For example, the functionality described herein can be implemented by special purpose hardware-based computer systems or circuits, etc., or combinations of special purpose hardware and computer instructions. Each of these special purpose hardware-based computer systems or circuits, etc., or combinations of special purpose hardware circuits and computer instructions form specifically configured circuits, machines, apparatus, devices, etc., capable of implementing the functionality described herein.

In an embodiment, one or more of the components, such as the measurement system 10, the user equipment 36, etc., referenced above include circuitry programmed to carry out one or more steps of any of the methods disclosed herein. In an embodiment, one or more computer-readable media associated with or accessible by such circuitry contains computer readable instructions embodied thereon that, when executed by such circuitry, cause the component or circuity to perform one or more steps of any of the methods disclosed herein.

In an embodiment, the computer readable instructions includes applications, programs, program modules, scripts, source code, program code, object code, byte code, compiled code, interpreted code, machine code, executable instructions, and/or the like (also referred to herein as executable instructions, instructions for execution, program code, computer program instructions, and/or similar terms used herein interchangeably).

In an embodiment, computer-readable media is any medium that stores computer readable instructions, or other information non-transitorily and is directly or indirectly accessible by a computing device, such as processor circuitry, etc., or other circuity disclosed herein etc. In other words, a computer-readable medium is a non-transitory memory at which one or more computing devices can access instructions, codes, data, or other information. As a non-limiting example, a computer-readable medium may include a volatile random access memory (RAM), a persistent data store such as a hard disk drive or a solid-state drive, or a combination thereof. In an embodiment, memory can be integrated with a processor, separate from a processor, or external to a computing system.

Accordingly, blocks of the block diagrams and/or flowchart illustrations support various combinations for performing the specified functions, combinations of operations for performing the specified functions and program instructions for performing the specified functions. These computer program instructions may be loaded onto one or more computer or computing devices, such as special purpose computer(s) or computing device(s) or other programmable data processing apparatus(es) to produce a specifically-configured machine, such that the instructions which execute on one or more computer or computing devices or other programmable data processing apparatus implement the functions specified in the flowchart block or blocks and/or carry out the methods described herein. Again, it should also be understood that each block of the block diagrams and flowchart illustrations, and combinations of blocks in the block diagrams and/or flowchart illustrations, or portions thereof, could be implemented by special purpose hardware-based computer systems or circuits, etc., that perform the specified functions or operations, or combinations of special purpose hardware and computer instructions.

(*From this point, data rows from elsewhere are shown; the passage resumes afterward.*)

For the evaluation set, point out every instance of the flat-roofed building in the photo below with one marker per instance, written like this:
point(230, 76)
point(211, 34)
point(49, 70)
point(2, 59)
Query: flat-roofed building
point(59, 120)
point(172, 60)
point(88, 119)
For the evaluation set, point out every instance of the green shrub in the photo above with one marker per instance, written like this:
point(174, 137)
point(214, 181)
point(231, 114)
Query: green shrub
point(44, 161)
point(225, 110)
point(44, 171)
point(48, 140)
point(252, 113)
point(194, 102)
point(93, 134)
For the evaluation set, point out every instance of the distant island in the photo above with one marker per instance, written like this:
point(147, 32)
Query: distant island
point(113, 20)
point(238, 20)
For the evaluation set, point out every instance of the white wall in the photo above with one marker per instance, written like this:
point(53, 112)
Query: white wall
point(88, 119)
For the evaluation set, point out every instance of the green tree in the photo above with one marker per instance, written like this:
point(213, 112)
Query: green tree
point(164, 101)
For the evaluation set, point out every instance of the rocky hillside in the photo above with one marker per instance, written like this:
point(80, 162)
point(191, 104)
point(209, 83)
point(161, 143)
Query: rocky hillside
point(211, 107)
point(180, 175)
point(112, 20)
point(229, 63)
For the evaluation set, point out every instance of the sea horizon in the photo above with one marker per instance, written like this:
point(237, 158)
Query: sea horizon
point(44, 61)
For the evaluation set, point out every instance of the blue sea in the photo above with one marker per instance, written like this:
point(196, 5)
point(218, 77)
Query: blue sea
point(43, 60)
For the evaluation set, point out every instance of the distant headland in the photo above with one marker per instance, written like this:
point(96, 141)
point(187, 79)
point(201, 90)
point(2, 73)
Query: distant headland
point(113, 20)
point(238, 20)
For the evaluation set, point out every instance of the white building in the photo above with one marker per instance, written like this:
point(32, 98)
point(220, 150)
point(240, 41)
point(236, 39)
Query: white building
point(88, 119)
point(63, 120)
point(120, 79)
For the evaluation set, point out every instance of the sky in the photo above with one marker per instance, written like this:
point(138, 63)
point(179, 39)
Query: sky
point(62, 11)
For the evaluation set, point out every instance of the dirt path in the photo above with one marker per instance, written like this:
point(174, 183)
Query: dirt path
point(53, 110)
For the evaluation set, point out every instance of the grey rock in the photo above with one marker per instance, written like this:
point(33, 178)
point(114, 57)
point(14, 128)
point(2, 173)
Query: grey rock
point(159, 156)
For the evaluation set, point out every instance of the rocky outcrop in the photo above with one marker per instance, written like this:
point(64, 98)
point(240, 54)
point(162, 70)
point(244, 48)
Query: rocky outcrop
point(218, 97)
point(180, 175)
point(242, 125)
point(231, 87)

It will be appreciated that in one or more embodiments, the term computer or computing device can include, for example, any computing device or processing structure, including but not limited to a processor (e.g., a microprocessor), a central processing unit (CPU), a digital signal processor (DSP), an application-specific integrated circuit (ASIC), a field-programmable gate array (FPGA), a system on a chip (SoC), a graphics processing unit (GPU) or the like, or any combinations thereof.

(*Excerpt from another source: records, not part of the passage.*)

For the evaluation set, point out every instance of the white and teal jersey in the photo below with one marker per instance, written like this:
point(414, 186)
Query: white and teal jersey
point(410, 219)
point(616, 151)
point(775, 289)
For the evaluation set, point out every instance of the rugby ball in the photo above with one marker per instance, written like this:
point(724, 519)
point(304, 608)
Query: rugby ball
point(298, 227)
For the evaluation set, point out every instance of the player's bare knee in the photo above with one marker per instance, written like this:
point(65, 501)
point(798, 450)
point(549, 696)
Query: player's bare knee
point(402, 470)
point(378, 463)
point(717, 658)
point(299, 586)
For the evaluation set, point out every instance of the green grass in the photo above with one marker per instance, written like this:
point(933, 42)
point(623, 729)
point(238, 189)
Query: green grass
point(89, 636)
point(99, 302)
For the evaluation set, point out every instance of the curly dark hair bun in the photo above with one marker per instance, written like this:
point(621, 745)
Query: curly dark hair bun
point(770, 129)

In the foregoing description, specific details are set forth to provide a thorough understanding of representative embodiments of the present disclosure. It will be apparent to one skilled in the art, however, that the embodiments disclosed herein may be practiced without embodying all of the specific details. In some instances, well-known process steps have not been described in detail in order not to unnecessarily obscure various aspects of the present disclosure.

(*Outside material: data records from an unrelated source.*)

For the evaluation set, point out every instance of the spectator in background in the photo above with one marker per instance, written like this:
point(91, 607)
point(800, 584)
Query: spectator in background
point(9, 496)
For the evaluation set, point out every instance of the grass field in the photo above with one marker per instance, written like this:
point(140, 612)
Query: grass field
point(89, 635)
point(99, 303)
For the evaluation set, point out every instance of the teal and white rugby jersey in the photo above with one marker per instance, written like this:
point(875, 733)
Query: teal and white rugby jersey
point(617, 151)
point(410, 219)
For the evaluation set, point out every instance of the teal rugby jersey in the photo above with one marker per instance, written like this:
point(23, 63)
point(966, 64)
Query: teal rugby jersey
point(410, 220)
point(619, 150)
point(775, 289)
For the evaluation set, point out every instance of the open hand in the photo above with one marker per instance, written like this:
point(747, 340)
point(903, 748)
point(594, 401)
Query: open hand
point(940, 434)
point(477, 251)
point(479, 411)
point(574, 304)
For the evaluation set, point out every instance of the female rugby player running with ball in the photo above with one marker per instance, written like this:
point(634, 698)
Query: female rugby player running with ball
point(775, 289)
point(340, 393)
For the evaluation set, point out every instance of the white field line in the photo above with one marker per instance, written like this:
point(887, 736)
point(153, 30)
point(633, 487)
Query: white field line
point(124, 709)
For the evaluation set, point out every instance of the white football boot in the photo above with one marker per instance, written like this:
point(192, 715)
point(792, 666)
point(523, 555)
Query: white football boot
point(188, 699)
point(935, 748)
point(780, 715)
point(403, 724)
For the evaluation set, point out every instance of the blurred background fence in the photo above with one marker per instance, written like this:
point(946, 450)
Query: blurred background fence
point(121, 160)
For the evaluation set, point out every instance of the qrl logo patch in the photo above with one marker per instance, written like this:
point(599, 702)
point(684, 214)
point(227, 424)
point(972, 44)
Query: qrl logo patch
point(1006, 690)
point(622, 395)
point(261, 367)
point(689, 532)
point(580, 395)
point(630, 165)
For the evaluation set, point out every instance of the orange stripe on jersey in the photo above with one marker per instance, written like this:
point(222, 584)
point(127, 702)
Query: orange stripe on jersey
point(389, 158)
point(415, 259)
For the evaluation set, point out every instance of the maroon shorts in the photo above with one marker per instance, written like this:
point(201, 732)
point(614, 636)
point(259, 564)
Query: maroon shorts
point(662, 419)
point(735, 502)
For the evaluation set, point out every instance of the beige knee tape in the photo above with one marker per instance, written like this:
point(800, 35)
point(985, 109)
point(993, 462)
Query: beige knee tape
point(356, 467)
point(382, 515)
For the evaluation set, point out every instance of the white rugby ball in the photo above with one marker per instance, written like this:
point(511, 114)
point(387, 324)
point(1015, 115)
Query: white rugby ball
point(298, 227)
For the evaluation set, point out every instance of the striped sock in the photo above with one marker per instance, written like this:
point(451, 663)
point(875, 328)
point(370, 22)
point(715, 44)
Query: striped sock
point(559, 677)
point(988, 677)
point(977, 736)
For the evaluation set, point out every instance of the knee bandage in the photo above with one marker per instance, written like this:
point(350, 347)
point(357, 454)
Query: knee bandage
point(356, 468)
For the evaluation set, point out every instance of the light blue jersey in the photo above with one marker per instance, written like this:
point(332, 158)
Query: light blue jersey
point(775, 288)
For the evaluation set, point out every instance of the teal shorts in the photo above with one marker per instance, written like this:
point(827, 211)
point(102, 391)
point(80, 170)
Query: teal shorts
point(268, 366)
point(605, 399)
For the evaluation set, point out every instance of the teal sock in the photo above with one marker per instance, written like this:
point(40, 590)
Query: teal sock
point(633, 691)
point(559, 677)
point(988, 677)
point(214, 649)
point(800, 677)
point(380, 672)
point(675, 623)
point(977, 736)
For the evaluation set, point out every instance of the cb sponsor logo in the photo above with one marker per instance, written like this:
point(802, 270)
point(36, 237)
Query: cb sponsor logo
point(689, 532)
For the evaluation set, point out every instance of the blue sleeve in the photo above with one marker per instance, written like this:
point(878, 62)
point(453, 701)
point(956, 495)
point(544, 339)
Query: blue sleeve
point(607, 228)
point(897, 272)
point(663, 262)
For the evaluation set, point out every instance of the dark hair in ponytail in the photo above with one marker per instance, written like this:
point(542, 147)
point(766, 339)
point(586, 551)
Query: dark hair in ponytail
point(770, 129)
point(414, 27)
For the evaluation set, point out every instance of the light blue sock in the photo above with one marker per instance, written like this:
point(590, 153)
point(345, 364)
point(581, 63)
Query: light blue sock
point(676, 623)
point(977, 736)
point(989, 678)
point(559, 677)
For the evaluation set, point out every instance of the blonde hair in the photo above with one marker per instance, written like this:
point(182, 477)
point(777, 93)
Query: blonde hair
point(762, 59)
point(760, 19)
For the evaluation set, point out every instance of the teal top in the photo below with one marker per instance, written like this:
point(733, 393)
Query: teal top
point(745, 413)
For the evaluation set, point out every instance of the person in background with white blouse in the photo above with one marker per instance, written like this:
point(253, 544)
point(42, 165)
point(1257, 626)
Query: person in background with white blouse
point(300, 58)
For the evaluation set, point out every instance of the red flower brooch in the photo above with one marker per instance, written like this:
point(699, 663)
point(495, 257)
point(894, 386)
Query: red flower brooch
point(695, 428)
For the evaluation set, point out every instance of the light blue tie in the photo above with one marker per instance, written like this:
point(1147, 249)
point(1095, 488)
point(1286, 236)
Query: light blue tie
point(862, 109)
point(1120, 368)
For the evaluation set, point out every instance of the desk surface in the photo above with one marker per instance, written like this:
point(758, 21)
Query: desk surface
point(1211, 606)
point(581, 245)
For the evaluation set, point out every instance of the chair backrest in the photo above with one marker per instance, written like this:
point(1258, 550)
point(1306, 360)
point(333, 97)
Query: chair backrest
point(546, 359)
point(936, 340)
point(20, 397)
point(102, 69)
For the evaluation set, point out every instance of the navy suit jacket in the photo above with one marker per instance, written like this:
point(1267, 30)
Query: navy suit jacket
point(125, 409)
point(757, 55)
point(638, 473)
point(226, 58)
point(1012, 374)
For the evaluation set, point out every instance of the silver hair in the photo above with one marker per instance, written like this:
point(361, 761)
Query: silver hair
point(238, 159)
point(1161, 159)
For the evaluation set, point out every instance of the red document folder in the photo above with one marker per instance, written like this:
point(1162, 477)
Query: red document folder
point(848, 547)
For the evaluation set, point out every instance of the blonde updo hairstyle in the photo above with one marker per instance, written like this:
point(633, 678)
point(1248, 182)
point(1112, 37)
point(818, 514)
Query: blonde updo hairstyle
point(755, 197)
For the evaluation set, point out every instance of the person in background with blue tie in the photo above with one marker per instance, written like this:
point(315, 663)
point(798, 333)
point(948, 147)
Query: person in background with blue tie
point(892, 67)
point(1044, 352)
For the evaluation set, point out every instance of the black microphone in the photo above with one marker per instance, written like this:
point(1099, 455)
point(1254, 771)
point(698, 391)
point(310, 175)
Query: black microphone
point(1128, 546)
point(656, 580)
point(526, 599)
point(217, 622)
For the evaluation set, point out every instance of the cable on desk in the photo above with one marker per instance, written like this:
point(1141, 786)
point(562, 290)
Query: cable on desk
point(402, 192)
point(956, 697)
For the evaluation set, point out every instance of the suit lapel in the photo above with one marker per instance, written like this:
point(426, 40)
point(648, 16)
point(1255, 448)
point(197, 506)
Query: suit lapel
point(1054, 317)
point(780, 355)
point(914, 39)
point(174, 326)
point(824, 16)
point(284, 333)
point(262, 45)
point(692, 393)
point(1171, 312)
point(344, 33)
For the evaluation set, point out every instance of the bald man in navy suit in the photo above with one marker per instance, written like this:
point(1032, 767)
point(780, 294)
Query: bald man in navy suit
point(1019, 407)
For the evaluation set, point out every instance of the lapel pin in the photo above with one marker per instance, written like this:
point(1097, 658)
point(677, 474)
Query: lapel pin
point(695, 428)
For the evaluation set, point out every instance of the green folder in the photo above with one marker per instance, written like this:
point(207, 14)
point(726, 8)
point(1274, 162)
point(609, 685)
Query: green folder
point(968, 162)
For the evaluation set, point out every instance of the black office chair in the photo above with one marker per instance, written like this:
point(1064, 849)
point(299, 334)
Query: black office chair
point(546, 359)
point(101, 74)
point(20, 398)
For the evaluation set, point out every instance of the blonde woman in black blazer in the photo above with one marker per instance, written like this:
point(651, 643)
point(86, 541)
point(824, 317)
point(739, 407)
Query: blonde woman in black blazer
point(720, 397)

Although the method and various embodiments thereof have been described as performing sequential steps, the claimed subject matter is not intended to be so limited. As nonlimiting examples, the described steps need not be performed in the described sequence and/or not all steps are required to perform the method. Moreover, embodiments are contemplated in which various steps are performed in parallel, in series, and/or a combination thereof. As such, one of ordinary skill will appreciate that such examples are within the scope of the claimed embodiments.

In the detailed description herein, references to “one embodiment”, “an embodiment”, “an example embodiment”, “one or more embodiments”, “some embodiments”, etc., indicate that the embodiment or embodiments described may include a particular feature, structure, or characteristic, but every embodiment may not necessarily include the particular feature, structure, or characteristic. Moreover, such phrases are not necessarily referring to the same embodiment or embodiments. In addition, when a particular feature, structure, or characteristic is described in connection with an embodiment or embodiments, it is submitted that it is within the knowledge of one skilled in the art to affect such feature, structure, or characteristic in connection with other embodiments whether or not explicitly described. After reading the description, it will be apparent to one skilled in the relevant art(s) how to implement the disclosure in alternative embodiments. Thus, it will be appreciated that embodiments of the present disclosure may employ any combination of features described herein. All such combinations or sub-combinations of features are within the scope of the present disclosure.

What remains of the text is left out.